Le repas se passe tranquillement, même si j'ai cette impression bizarre encore une fois qu'on me cache des choses. Et pas juste l'humain, cette fois-ci même les trolls ont l'air de savoir quelque chose que je ne sais pas. Étrange.

...

Ce n'est que vendredi soir, après le repas, que je découvre enfin pourquoi j'avais ce sentiment qu'on me cachait un truc.
Parce qu'on me cachait réellement un truc.

À la fin du repas, je m'apprête à retourner dans ma chambre pour me connecter sur trollian et faire je ne sais pas quoi de parfaitement inutile, mais ils – et par là, j'entends les trolls et les humains réunis – ne semblent pas du tout d'accord. C'est ainsi que je me retrouve encore une fois entraîné contre mon gré dans une direction que je n'aurai pas préféré prendre… et qui nous mène droit à un endroit que je commence à un peu trop bien connaître : la chambre d'Egbert.

Gamzee me tient par un bras, Sollux par l'autre, je ne peux plus vraiment m'échapper. Je les suis donc en trainant encore les pieds, inquiet à l'idée de ce que je vais découvrir là-bas. Surtout que comme Egbert ne m'a pas accompagné à la bibliothèque cet après-midi – certainement pour préparer ce qu'il y a dans sa chambre – je commence à m'inquiéter.

Une fois entrés dans la pièce, je me rends compte que c'était peut-être moins pire que ce que je pensais. En fait, il n'y a rien de trop… extraordinaire.

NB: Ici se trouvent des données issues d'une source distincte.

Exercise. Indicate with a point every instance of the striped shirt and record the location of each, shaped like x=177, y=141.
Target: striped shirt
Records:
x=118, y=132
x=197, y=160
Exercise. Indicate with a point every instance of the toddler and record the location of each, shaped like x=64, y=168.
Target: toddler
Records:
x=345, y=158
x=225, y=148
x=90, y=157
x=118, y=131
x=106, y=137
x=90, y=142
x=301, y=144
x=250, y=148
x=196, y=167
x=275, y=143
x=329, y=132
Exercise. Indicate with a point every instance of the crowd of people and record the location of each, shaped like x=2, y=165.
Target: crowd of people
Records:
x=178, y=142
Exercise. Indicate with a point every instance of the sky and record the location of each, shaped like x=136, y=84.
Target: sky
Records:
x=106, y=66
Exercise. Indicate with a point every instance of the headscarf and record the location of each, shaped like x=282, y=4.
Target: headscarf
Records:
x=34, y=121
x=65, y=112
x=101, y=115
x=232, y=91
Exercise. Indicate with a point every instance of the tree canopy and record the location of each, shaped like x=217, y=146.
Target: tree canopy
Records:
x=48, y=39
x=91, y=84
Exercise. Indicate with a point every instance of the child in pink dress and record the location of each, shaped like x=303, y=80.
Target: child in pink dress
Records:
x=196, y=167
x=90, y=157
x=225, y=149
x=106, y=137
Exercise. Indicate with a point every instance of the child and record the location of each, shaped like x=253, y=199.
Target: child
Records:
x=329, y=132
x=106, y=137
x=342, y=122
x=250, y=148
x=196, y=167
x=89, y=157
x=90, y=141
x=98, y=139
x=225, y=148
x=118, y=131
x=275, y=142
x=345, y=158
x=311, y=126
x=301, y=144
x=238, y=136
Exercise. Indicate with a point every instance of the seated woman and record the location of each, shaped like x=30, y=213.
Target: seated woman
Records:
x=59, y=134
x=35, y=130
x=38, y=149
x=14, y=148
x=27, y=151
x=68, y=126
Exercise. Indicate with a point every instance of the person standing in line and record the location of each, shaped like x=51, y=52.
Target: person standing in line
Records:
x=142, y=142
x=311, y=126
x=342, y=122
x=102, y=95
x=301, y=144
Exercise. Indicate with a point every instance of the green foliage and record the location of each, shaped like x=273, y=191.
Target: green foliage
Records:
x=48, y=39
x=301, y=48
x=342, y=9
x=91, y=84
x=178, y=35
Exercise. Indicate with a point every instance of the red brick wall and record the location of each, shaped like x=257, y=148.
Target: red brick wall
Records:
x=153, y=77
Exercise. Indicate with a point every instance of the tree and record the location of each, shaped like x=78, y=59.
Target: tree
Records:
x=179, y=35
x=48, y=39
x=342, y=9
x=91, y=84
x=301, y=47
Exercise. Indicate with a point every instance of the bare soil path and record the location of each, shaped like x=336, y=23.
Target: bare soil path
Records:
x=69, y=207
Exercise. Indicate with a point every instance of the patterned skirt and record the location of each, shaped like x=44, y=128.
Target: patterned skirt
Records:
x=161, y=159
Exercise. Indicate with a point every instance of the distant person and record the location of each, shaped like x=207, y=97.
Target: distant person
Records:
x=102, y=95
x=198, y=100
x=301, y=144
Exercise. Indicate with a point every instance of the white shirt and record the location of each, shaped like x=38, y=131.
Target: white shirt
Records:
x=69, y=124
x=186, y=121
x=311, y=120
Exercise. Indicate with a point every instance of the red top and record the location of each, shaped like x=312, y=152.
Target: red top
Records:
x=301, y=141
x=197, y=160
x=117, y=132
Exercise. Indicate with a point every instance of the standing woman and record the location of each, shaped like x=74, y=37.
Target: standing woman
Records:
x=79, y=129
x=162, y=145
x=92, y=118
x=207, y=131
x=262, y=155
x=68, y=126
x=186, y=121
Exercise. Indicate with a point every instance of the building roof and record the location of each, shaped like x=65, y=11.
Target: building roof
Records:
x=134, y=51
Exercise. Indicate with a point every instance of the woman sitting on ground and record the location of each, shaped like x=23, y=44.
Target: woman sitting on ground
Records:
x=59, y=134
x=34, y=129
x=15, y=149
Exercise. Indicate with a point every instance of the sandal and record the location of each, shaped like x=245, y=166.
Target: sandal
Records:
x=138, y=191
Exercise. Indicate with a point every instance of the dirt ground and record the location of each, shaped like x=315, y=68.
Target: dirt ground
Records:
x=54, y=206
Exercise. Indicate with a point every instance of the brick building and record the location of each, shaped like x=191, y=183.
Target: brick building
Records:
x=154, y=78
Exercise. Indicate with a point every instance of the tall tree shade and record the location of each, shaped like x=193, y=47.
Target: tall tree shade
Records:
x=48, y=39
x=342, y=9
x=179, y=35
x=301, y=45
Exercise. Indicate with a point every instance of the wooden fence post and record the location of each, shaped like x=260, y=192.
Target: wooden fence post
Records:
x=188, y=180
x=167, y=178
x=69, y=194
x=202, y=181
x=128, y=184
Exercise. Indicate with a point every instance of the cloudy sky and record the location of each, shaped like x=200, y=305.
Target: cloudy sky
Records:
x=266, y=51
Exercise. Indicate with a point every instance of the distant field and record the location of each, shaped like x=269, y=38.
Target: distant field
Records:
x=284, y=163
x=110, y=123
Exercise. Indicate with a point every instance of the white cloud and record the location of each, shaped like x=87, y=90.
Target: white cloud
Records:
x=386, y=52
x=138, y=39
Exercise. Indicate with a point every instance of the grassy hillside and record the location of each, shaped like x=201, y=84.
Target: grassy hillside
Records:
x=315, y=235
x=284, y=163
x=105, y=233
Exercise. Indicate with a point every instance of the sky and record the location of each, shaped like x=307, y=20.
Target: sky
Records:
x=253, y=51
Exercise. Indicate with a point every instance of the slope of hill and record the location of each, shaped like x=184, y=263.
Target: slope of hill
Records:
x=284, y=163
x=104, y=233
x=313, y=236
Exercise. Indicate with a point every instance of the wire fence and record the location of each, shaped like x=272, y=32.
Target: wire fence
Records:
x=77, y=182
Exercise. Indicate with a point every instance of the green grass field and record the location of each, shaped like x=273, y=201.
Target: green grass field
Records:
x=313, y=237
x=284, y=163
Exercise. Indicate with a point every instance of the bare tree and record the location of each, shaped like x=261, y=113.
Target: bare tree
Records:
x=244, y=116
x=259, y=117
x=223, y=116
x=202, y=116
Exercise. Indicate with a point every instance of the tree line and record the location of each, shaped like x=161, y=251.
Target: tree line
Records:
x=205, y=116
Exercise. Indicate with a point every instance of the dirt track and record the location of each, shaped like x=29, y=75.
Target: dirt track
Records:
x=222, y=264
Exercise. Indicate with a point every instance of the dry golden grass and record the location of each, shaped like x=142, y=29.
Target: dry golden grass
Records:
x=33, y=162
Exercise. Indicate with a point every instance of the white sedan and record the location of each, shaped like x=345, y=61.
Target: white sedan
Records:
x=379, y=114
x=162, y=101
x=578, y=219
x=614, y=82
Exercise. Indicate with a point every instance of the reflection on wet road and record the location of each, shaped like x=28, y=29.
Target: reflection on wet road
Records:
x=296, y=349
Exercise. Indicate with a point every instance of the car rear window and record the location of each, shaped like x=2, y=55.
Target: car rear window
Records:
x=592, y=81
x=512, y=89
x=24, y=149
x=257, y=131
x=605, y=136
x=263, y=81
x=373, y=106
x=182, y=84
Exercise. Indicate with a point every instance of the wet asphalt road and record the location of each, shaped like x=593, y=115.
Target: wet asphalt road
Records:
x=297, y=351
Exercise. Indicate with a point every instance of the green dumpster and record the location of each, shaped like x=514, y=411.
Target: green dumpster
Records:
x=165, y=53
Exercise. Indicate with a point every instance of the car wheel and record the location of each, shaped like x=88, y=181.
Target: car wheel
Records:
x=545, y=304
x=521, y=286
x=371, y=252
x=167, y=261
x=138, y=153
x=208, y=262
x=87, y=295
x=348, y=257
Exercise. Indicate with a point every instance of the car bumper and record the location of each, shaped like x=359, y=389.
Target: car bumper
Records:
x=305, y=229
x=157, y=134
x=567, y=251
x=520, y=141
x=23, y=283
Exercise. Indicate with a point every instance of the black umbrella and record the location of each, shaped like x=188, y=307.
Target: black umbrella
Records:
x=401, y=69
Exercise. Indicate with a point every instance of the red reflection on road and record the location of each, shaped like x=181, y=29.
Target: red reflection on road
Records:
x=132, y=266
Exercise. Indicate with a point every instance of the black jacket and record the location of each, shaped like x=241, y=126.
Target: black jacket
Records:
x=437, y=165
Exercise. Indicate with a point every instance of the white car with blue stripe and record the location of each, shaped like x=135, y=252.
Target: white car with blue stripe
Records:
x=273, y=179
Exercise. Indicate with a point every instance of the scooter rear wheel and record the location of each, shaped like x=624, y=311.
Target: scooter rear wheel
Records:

On est juste tous réunis, entassés dans la chambre d'Egbert – ses trois amis, ainsi que les trolls que j'avais vus à la table hier soir.

Mais au juste, pourquoi est-ce qu'on… ?
J'ai à peine le temps de m'asseoir entre Gamzee et la frangine de ce crétin – Jade, non ? – que ce dernier répond à la question que je me pose mentalement.

« Maintenant que tout le monde est arrivé, je peux vous donner l'idée que j'ai eue, et dont j'ai parlé à quelques-uns hier soir ! »

Oh, seigneur. Non.
Pas une idée. Pitié. Pas…

« À ce que j'ai compris, tous ceux réunis ici ne rentrent pas chez eux à Noël cette année, alors… »

Hein ?
Attends, attends, ça a quoi à voir ? J'veux dire, pourquoi il sait ça ? Comment il sait ça ? À quoi ça nous avance, exactement ?

« … Et si on faisait un échange de cadeaux ? »


De wut ?
Qu'est-ce… qu'est-ce qu'il raconte, là, exactement ?

« C'est quoi, ça, John ? Elle sent bizarre, ton idée ! lance Terezi dans toute sa splendeur.
- Héhé, t'es drôle Terezi. Je savais pas que les idées pouvaient sentir quelque chose. Un échange de cadeaux c'est… eh bien, c'est quand on échange des cadeaux ! »

...

Gros silence.

« Bravo l'asticot. T'en as beaucoup des comme ça ? » Je lance, sarcastique – avant de me prendre un coup de coude judicieusement placé dans les côtes. Ouille ! Putain mais elle vise bien, la frangine !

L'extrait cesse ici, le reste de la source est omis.